Description
Before TypeScript can respond to any semantic query (accurately), the entire program has to be loaded into memory, parsed, and bound. Parsing today ends up taking a surprising amount of time, and even if we don't have to do any path resolution. One of the things we could exploit is that parsing any two files should (ideally) be independent operations - and so one could imagine spinning up multiple processes or workers to divide and conquer the problem.
Unfortunately, program construction is not an embarrassingly parallelizable step because we don't always know the full list of files in a program ahead of time; however, one could imagine some work-stealing scheme with single orchestrator.

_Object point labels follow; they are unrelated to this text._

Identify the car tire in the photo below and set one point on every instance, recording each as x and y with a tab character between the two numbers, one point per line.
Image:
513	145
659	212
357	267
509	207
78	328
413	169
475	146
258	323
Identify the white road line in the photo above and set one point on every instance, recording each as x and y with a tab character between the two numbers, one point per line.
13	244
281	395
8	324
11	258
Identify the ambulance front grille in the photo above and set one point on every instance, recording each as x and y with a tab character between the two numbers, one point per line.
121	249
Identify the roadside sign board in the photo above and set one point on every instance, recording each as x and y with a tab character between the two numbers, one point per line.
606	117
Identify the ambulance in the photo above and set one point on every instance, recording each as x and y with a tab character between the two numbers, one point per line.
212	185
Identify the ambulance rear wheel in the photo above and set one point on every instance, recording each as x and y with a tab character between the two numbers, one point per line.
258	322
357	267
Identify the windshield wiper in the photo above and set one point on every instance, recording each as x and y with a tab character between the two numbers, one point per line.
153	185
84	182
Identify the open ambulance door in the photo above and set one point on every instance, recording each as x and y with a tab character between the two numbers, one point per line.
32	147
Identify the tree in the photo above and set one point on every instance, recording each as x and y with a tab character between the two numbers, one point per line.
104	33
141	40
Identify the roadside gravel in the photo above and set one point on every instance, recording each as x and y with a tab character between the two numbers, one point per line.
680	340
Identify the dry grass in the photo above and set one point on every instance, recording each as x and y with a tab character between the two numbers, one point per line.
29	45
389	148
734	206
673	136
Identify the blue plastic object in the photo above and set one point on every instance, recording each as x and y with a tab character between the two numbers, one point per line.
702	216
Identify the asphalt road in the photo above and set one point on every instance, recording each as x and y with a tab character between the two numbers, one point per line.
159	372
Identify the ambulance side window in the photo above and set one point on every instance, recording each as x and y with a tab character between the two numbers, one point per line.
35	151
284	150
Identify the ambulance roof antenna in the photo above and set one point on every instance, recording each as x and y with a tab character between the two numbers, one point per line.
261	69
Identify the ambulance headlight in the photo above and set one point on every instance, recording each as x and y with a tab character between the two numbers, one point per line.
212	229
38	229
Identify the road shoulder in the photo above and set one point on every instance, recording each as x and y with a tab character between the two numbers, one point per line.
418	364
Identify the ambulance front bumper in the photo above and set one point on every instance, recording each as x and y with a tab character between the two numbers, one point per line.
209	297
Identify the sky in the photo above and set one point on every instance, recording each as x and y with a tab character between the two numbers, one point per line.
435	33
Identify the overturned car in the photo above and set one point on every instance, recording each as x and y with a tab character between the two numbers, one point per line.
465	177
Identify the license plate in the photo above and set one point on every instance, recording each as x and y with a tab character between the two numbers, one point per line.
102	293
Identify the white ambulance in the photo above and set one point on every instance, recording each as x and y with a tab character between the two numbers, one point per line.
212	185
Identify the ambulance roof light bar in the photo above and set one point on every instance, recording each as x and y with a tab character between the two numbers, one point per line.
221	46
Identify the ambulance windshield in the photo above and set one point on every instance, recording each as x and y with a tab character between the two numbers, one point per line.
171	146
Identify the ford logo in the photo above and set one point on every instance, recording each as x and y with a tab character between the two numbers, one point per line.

A glaring problem for TypeScript is that it is currently synchronous from end-to-end, and most worker capabilities are built with an expectation of asynchronous communication (and often depend on the surrounding environment - Node.js main thread, UI thread in the browser, non-UI worker threads, etc.). Another problem is that while we might be able to divide and conquer, the overhead of moving data between workers might be more than we'd have anticipated. And one last concern I'll mention is that while running multiple workers gets more work done faster, it's not a free lunch - it has UX tradeoffs because multiple threads can degrade the responsiveness of the overall machine.
So in the coming months, we'll be investigating here, finding out what works, and seeing if we can bring it into TypeScript itself.